Re: French and German (jara: An introduction)
From: | Andreas Johansson <andjo@...> |
Date: | Tuesday, June 10, 2003, 16:25 |
Quoting Henrik Theiling <theiling@...>:
> Hi!
>
> Andreas Johansson <andjo@...> writes:
> > Quoting Nikhil Sinha <nsinha_in@...>:
> >
> > > What are the variations in pronuncuiatiuon like. Can you give
> > > examples.
> >
> > Pronunciations of "Euro" you mean?
> >
> > Loose transcripts follow - I don't want to start a YAEPT!
>
> Can't resist to correct you, though: :-)
> > German ['OYrO]
>
> ['OIRo:\] is the standard, but ['OYRo:\] may exists, too, I don't
> know.
You say?

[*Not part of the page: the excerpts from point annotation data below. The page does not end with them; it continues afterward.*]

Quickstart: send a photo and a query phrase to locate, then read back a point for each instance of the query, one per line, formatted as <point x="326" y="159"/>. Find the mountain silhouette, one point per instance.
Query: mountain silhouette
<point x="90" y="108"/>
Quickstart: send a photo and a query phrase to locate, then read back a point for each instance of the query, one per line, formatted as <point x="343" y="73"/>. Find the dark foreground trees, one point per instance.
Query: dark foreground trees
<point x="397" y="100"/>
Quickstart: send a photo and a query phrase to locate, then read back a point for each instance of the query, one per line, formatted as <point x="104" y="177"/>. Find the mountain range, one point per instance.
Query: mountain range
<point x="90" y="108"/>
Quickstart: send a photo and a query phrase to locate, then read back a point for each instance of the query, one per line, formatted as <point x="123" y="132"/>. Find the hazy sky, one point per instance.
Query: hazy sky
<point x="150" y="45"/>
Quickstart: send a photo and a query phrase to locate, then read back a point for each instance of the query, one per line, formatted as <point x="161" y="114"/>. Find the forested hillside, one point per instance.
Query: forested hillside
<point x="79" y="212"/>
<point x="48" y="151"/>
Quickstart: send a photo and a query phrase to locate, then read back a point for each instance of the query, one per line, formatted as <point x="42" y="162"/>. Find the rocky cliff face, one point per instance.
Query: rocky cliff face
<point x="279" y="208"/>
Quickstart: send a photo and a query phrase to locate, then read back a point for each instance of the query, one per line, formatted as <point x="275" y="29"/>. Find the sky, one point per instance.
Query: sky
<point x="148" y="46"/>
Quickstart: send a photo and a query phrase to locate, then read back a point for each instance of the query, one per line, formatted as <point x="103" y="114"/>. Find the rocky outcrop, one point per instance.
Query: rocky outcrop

Duden has [Oy] for the relevant diphthong; I've seen [OY] and [O2] in
other dictionaries and textbooks, but never, AFAICR, [OI].
> And French uses [R\] or maybe also [R] instead of [r] (you used [],
> not //, so let me be picky...:-) ).
According to the way I learnt the IPA, [R\] and [R] may perfectly legitimately
be represented as [r] in loose transcription. Using //s would be quite
pointless when comparing between different languages.